青春に「楽しさ」なし 勤務工場の煙突に軍機激突 「かわいそうでならなかった」 戦後77年―語り継ぐ戦争の記憶⑤

2022.08.30
地域歴史

戦争中の思いを語る永井さん=兵庫県丹波市市島町上垣で

今年で終戦から77年が経過した。戦争を体験した人や、その遺族の多くが高齢化、もしくは亡くなる中、丹波新聞社の呼びかけに対し、その経験を次世代に語り継ごうと応じていただいた人たちの、戦争の記憶をたどる。今回は永井多津江さん(95)=兵庫県丹波市市島町上垣=。

太平洋戦争の末期が近づいた1944年(昭和19)12月、勤労報国隊の一人として、同県伊丹市にあった軍需工場「栄養研究所」で、戦地の兵士が携帯する燃料や食料の生産に当たった。日の丸が描かれ、勇ましく「神風」と書かれた鉢巻きを締め、約3カ月間の作業に従事。その間に起きた空襲により、尼崎方面の空が真っ赤に染まったことや、米軍機を迎え撃つべく飛び立った日本軍機が、同研究所の煙突に激突し、パイロットが絶命したことなど、今なお忘れることができない出来事に遭遇した。

27年(昭和2)、吉見村(現・丹波市)の生まれ。吉見尋常小学校の時、日中戦争が勃発。太平洋戦争中にかけ、村の若者が出兵する際には、近くの鴨神社で祈願し、同市にある市島駅まで軍歌を歌いながら送った。「勝ってくるぞと勇ましく」で始まる「露営の歌」は、今でも歌える。

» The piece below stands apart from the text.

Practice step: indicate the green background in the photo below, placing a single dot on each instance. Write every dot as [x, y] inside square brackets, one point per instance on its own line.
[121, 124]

太平洋戦争が起き、生活や世の中の雰囲気ががらりと変わったと感じている。学校では唱歌だったのが、「軍歌で育った」と思うほど戦争一色になった。拍子木を鳴らして村を歩く「火の用心」の文句は、「米英撃滅 火の用心 撃ちして止まん 火の用心 いらぬ電気は消しましょう」に変わった。「アメリカのような大国と戦争して勝てるんやろか」と思っていたが、戦争に反対しようものなら「国賊」とさげすまれる雰囲気を感じ取っていたという。

同研究所には、市島の5村からそれぞれ指名された、30人近くの女性が勤務した。吉見村からは6人が選ばれ、「国のために働くという意欲があったので、つらい、苦しいといった思いはなかった」と振り返る。

とは言え、無事に村に帰れるかは分からず、不安な日々を過ごした。そんな折、吉見村役場の職員が工場を訪問し、家族からの手紙を届けてくれたことがあったという。永井さんは、祖母の寿美さんの手紙と、手縫いの足袋を受け取った。手紙には、何一つことづけるものがなく許してほしいと詫びた文面の後、「せめて足袋なりと思い、急いで縫った足袋をはいてください」「どうか風邪をひかないよう、お勤めください」などとつづられていた。体調を気遣う祖母の優しさに触れ、「本当にうれしかった」と話す。今もこの手紙は大切に保管している。

ある夜、寮の2階で休んでいると、爆弾が爆発したような轟音が鳴り響いた。米軍機の迎撃に向かった日本軍機が、研究所の煙突に衝突し、折れていたという。「灯火管制下にあり、暗い中を飛んだことが原因だったのかもしれない。本当にかわいそうでならなかった」と語る。

45年3月に自宅に帰ることができ、市島駅近くにあった郵便局に勤めた。8月15日、近隣の女性が窓口を訪れ、「重大放送があるらしい」と伝えられた。女性宅に赴き、2人で「玉音放送」を聞いた。音声は明瞭だったが、「『負けた』ということは言われなかったので、ピンとこなかったが、原爆を落とされ大丈夫なんやろかと不安に思っていたころ。後で敗戦を知り、泣きに泣いた」と話す。

「私の青春に、楽しいことは何一つない」と言い、「若い時は苦労したけれど、今は家族に良くしてもらい、感謝、感謝の毎日。平和に感謝して暮らさないといけない」。